Lead Engineer, AI R&D

2023 – 2024
Vidable.ai | Remote

Led the R&D engineering team in evaluating and productizing cutting-edge Generative AI tools.

  • Team Leadership & Strategy: Collaborated with PhD researchers to translate academic findings into production-ready features. Led weekly cross-company technical forums to align engineering and product teams on the latest AI developments.
  • Infrastructure Design: Built robust CI/CD pipelines using Terraform, GitLab, and AWS to deploy ML inference servers, supporting microservices architecture across Docker and Kubernetes.
  • Model Optimization: Modified C/C++ codebases (llama.cpp & Stable Diffusion Turbo) to suit specific business use cases, optimizing performance for Python-based API endpoints (FastAPI/Uvicorn).
  • Product Innovation: Prototyped and deployed React-based demos powered by LLMs and diffusion models, directly influencing the product roadmap and UX design.

Lead Engineer

2014 – 2023
Sonic Foundry | Remote

Progression from Engineer to Lead, managing critical data pipelines and spearheading the transition to cloud-native technologies.
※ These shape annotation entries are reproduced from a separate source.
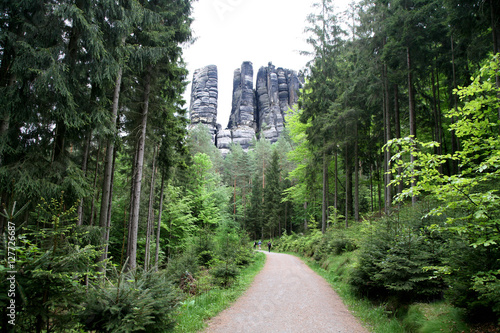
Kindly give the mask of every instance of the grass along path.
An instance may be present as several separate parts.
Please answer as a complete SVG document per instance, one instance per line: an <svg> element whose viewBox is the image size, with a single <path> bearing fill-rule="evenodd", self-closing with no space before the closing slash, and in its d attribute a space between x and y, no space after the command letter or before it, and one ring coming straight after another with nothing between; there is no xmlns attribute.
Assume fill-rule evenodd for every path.
<svg viewBox="0 0 500 333"><path fill-rule="evenodd" d="M245 290L264 267L266 255L255 254L255 261L241 270L237 280L228 289L213 288L201 295L189 297L180 306L173 332L191 333L204 329L206 321L228 308Z"/></svg>
<svg viewBox="0 0 500 333"><path fill-rule="evenodd" d="M355 264L355 252L331 256L322 265L297 253L286 253L301 258L322 276L342 298L349 310L367 324L372 333L475 332L463 322L462 311L445 301L412 304L407 313L399 314L397 318L396 314L387 311L383 304L375 305L367 299L360 299L354 295L348 283L350 270Z"/></svg>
  • Scale & Reliability: Architected and supported data pipelines serving the company's 5 largest enterprise customers (100k+ end users).
  • Cloud Transformation: Designed and built an AWS cloud-native Archive utility (Lambda, Batch, Terraform) that was adopted as a core product, generating millions in revenue.
  • AI Leadership: Founded and led an internal AI/ML reading group (growing to ~25% of the company) and initiated company-wide AI hackathons to foster innovation.
  • LLM Implementation: Designed the inference architecture for a Zoom/conferencing plugin and developed pipelines to deploy GGML Llama models to AWS Serverless architecture.

Technology Specialist

2006 – 2014
NC State University
  • Led AV/Room Design Engineering for 200+ learning spaces.
  • Developed novel embedded control systems and accessibility UIs; awarded the OIT Award for Excellence.

Recent Projects & Hackathons

Education & Certifications

NC State University | Electrical & Computer Engineering (Completed 75 Credit Hours)
Coursera Verified Certificates: Neural Networks for Machine Learning (Hinton), Image and Video Processing.